Designing and Implementing a Data Science Solution on Azure: Feeding Azure ML with Cosmos DB Data

Cheapest and Most Effective Way to Feed Azure ML with Cosmos DB Data

Question

Your company is storing hundreds of GBs of data in a distributed Cosmos DB.

This huge amount of data contains tons of valuable information about sales transactions and the company is going to make use of it by running machine learning models against it.

Your task is to design how to feed Azure ML processes with Cosmos DB data.

Which option should you choose to get the data to Azure ML in the cheapest and most effective way?

Answers

Explanations

Click on the arrows to vote for the correct answer

A. B. C. D.

Answer: A.

Option A is CORRECT because If you need to ingest data from Cosmos DB, the cheapest and most powerful way is transferring it to Blob Storage (e.g.

by using Data Factory) and register it as a datastore.

Option B is incorrect because Cosmos DB currently is not supported as a datastore.

Option C is incorrect because Cosmos DB currently is not supported as a datastore.

(If it would be, it should be registered as a datastore.)

Option D is incorrect because Cosmos DB is a no-SQL data storage.

Transferring data to a structured format would be resource intensive.

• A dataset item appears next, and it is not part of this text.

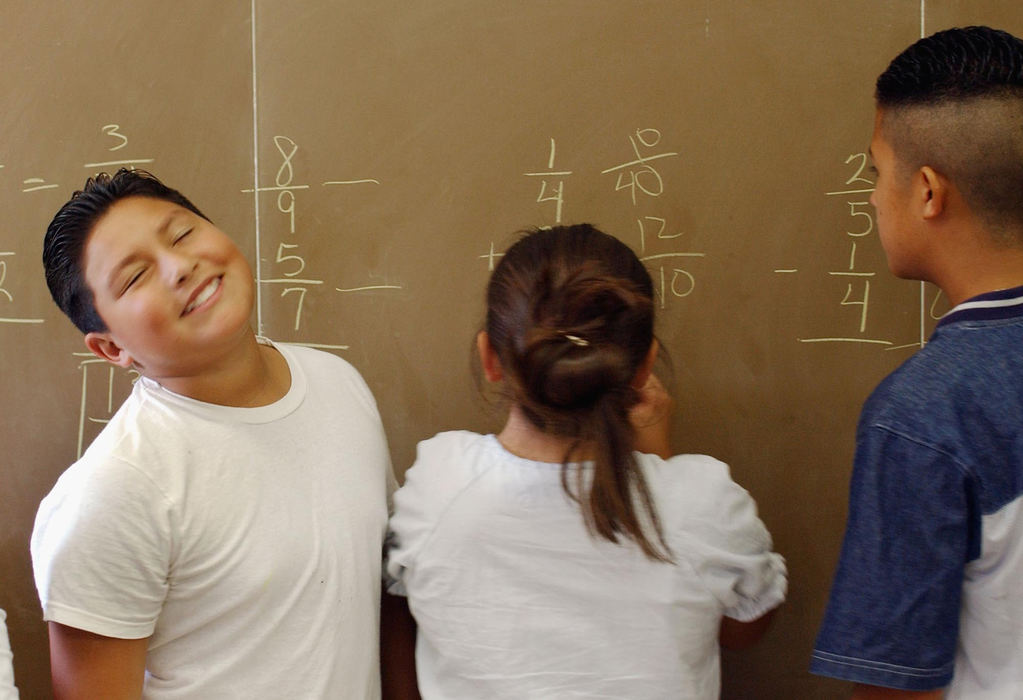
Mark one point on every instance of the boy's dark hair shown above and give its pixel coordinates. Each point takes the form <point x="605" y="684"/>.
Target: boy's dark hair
<point x="63" y="247"/>
<point x="570" y="314"/>
<point x="954" y="101"/>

In addition, SQL Database is not the most cost effective data storage compared to Blob Storage.

Reference:

To feed Azure ML processes with data from a distributed Cosmos DB, there are different options available, including:

A. Transfer data to Azure Blob Storage and register Blob Storage as a datastore: This option involves moving the data from Cosmos DB to Azure Blob Storage before registering it as a datastore. The advantage of this approach is that it provides a low-cost and scalable storage option for large amounts of data. However, it also requires an additional step of data transfer, which can add complexity and potential data inconsistency.

B. Register Cosmos DB as a data store: This option involves registering Cosmos DB as a datastore directly, which eliminates the need for data transfer. However, it may not be the most cost-effective option, as Cosmos DB can be expensive for large datasets.

C. Register Cosmos DB as a dataset: This option involves registering the Cosmos DB data as a dataset in Azure ML directly. This approach allows the data to be accessed directly from Cosmos DB without the need for data transfer or additional storage costs. However, it may not be the most efficient option for large datasets.

D. Transfer data to Azure SQL Database and register it as a datastore: This option involves transferring the data from Cosmos DB to Azure SQL Database before registering it as a datastore. This approach can provide a cost-effective and scalable storage option, but it also requires an additional step of data transfer, which can add complexity and potential data inconsistency.

Considering the options above, the most cost-effective and efficient option to feed Azure ML processes with data from Cosmos DB would be to register Cosmos DB as a datastore (option B). This approach eliminates the need for data transfer and additional storage costs and allows for direct access to the data from Azure ML. However, it is important to consider the size and complexity of the dataset when making this decision, as well as the costs associated with Cosmos DB storage.